As imagens da cápsula Bion-M №2 (a tal “Arca de Noé” que retornou com camundongos e moscas) tornam esse dilema ainda mais vivo: de um lado, há um objeto científico, projetado com engenharia precisa, cujo pouso é calculado com margens mínimas de erro; do outro, há a sua mimese com o campo pictórico — esferas, domos, lentes, universos planos — que você convoca no seu ateliê.


O rigor científico

A ciência opera dentro de modelos matemáticos e observacionais testáveis.

  • Uma gota de água que deforma a luz sobre a tela pode ser explicada pelo princípio da refração, tal como uma lente convergente.
  • A deformação do espaço-tempo por massas cósmicas (efeito de lente gravitacional) é uma consequência das equações de campo de Einstein.
  • Cápsulas esféricas retornando do espaço têm essa forma porque a esfera é a geometria mais eficiente para resistir ao calor da reentrada atmosférica e distribuir tensões.

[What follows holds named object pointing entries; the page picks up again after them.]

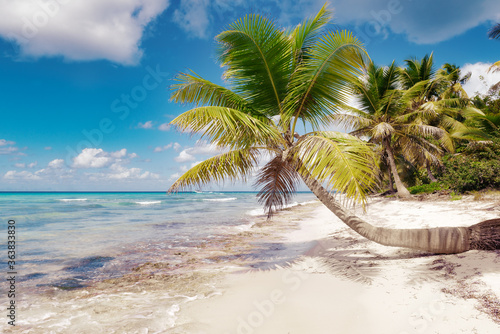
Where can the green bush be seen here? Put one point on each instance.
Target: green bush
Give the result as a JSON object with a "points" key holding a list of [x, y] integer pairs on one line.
{"points": [[426, 188], [466, 173]]}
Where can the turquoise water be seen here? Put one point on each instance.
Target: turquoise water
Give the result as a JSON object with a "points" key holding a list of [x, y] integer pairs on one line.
{"points": [[69, 239]]}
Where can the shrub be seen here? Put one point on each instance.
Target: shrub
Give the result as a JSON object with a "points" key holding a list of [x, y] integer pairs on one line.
{"points": [[466, 173], [426, 188]]}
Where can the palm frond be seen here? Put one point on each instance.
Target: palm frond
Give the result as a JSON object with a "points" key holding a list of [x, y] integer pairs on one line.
{"points": [[255, 54], [191, 88], [345, 163], [495, 67], [350, 122], [228, 127], [233, 165], [278, 180], [321, 84], [382, 130], [305, 35], [494, 32]]}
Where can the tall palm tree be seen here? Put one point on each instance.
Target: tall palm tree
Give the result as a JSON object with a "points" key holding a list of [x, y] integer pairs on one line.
{"points": [[278, 79]]}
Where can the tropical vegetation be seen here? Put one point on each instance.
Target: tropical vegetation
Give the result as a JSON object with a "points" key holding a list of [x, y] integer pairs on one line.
{"points": [[284, 88]]}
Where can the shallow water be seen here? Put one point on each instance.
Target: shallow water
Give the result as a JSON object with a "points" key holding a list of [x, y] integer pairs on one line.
{"points": [[67, 241]]}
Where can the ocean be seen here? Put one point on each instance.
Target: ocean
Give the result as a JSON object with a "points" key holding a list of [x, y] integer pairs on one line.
{"points": [[69, 241]]}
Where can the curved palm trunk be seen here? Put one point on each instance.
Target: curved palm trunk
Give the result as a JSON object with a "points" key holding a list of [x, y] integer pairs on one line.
{"points": [[402, 191], [444, 240]]}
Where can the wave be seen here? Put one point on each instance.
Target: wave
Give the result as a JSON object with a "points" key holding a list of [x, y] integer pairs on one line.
{"points": [[261, 212], [147, 202], [220, 199], [72, 199]]}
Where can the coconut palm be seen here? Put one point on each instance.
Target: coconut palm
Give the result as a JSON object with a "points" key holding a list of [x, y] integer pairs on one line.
{"points": [[387, 117], [494, 32], [278, 79]]}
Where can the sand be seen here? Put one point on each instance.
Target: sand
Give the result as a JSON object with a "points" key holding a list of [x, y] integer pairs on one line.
{"points": [[304, 272], [347, 284]]}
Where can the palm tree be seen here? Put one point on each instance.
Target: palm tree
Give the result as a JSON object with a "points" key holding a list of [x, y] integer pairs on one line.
{"points": [[381, 118], [277, 79]]}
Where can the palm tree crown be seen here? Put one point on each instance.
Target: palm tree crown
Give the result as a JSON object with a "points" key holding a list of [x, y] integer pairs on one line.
{"points": [[277, 79]]}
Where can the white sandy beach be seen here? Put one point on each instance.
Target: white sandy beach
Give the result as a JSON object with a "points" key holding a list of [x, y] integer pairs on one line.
{"points": [[346, 284], [338, 282]]}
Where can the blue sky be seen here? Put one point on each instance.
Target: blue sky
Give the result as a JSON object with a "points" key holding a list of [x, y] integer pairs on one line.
{"points": [[84, 84]]}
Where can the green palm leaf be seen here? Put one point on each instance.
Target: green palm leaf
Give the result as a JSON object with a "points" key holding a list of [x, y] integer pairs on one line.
{"points": [[228, 127], [278, 180], [343, 162], [334, 62], [256, 56], [191, 88]]}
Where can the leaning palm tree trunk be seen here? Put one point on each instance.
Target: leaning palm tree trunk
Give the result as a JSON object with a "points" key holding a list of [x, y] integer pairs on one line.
{"points": [[443, 240], [402, 191]]}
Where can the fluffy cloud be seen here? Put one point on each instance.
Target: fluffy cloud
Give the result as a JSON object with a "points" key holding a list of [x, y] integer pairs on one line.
{"points": [[22, 175], [201, 148], [184, 156], [164, 127], [162, 148], [480, 80], [23, 165], [111, 165], [147, 125], [4, 142], [7, 147], [195, 16], [79, 29], [423, 22]]}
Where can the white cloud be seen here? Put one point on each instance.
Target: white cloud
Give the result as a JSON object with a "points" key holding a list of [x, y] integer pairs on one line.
{"points": [[147, 125], [22, 175], [23, 165], [162, 148], [174, 176], [79, 30], [480, 80], [201, 148], [375, 18], [164, 127], [7, 148], [98, 158], [119, 172], [57, 163], [193, 17], [184, 156], [92, 158], [4, 142]]}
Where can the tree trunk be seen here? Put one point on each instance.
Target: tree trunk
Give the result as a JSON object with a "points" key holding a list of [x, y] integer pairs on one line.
{"points": [[391, 184], [443, 240], [429, 173], [402, 191]]}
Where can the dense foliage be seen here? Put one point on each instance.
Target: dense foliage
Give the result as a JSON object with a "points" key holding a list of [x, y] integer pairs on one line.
{"points": [[477, 167]]}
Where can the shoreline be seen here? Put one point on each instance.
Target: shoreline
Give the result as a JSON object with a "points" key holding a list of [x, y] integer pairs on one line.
{"points": [[347, 283], [302, 272]]}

Esses são exemplos em que podemos nos apoiar, sem inventar ciência — mas sim esticar o rigor até o ponto do símbolo.


O espectro da licença poética

Aqui entram as margens:

  • Poética mínima: quando descrevemos as gotas como “lentes gravitacionais íntimas”. Isso mantém vínculo direto com fenômenos conhecidos (óptica/lente gravitacional).
  • Poética média: quando falamos de “universos planos” na tela, espelhando o modelo cosmológico de universo plano (curvatura zero em larga escala). Aqui já há deslocamento metafórico, mas ainda com correspondência.
  • Poética alta: quando descrevemos a pintura como “interface cosmológica” ou “cápsula de retorno da consciência”, deslocando a ciência para território simbólico. Não há mais correspondência experimental, mas há ressonância morfológica e conceitual.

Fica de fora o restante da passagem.